肉や魚だけでなく、卵や乳製品も含めて動物性食品を食べないビーガン(完全菜食主義者)が海外だけでなく国内でも増えている。ビーガン向けのメニューを提供する飲食店は近年、福井県内でも続々とオープンしている。県内の店舗を巡ってみた。

■移住者が開店

 記者が調べた限りでは、県内でビーガン料理を提供する飲食店は現在計7店舗で、ここ5年以内に4店舗が出店している。それぞれがインスタグラムフォロワー数が千人以上1万人未満の「ナノインフルエンサー」で、積極的に情報発信している。

 「ビーガン料理にマイナスなイメージを持ってる人もいるが、ビーガンじゃない人が食べてもおいしいと感じてもらえるものを提供したい」

 こう話すのは小浜市の「Cafe Seasons」の店主、太田尚世さん(36)。小浜の自然に魅了され、東京都内のビーガンレストランでシェフをしていた夫の直哉さん(47)とともにIターンし2019年12月にオープンした。

 同市まちの駅・旭座内にある店舗に赴き、オリジナルパスタを注文。
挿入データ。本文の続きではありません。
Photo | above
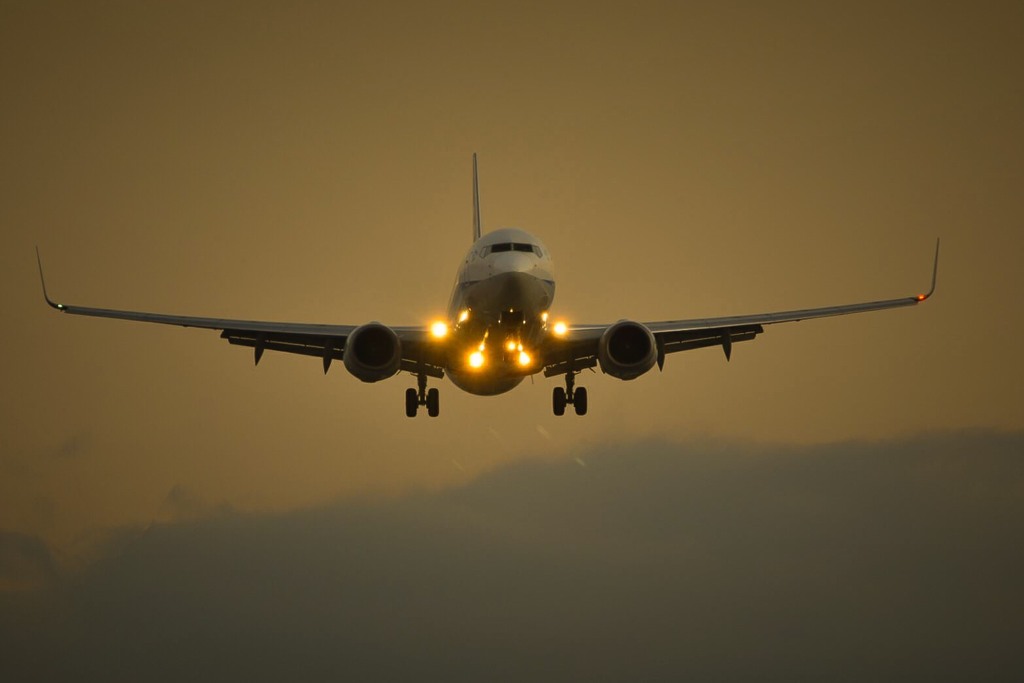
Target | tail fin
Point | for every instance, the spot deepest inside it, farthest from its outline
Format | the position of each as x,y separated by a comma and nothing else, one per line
476,202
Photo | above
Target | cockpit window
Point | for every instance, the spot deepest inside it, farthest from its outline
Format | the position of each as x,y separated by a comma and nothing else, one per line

米粉の麺がもっちりとして無農薬バジルの風味がたまらない。トッピングのケールのチップスがやみつきになる味わいで、植物性食材のみで作ったとは思えないほどおいしく、食べ応え満点だった。

 直哉さんは「料理には塩こうじなどを使い、しっかりした味つけを心掛けている。一口食べてがっかりさせないようにしたい」と話す。

■「みんな食べられる」

 22年5月にオープンした池田町のカフェ「ココラカラ」の店主、清水貴子さんは「アレルギーや宗教などいろいろな理由で肉が食べられない人もいる。みんなが食べられるものを作りたいと思った」と振り返る。

 同町まちの駅「こってコテいけだ」のチャレンジショップで飲食店をしていたとき、肉が食べられない客に出会い、ビーガンメニューを作ろうと考えたという。

 店では週初めに地元で取れた旬の野菜を使ったランチを提供。記者は、取れたてのカブとユズのあえ物や、町産大豆のスパイシーカレーなどを堪能。締めに米粉のケーキなど「ビーガンスイーツ」もいただき満腹になった。

■必要とする人も

 坂井市のカフェ「ことこと」を訪れると“ビーガン仲間”に出会った。

 福井市の女性(43)は、20代前半のころに病気で体調を崩し、自身の食を見直しベジタリアンになったことを教えてくれた。さらに、妊娠・出産を経て体の変化があり、卵と魚介類が食べられなくなったという。野菜中心の食生活にしてからは▽食後の消化が早い▽体が重たくなくなった▽生理痛がなくなった―などの体調への良い変化を実感している。

 年齢を重ねても運動し続けられるようにと健康のためにビーガンを始めた記者だが、本当にビーガン料理を必要としている人がいることをあらためて感じた。

 取材を通し「ビーガン料理を夜食べられる店は福井にないのかな」とふと思った。7店舗は全て日中のランチ営業。北陸新幹線が県内開業し、菜食を好む訪日客や県外客もやってくる。飲食店では通常メニューに加えてビーガン対応メニューも用意し、もてなしたいところだ。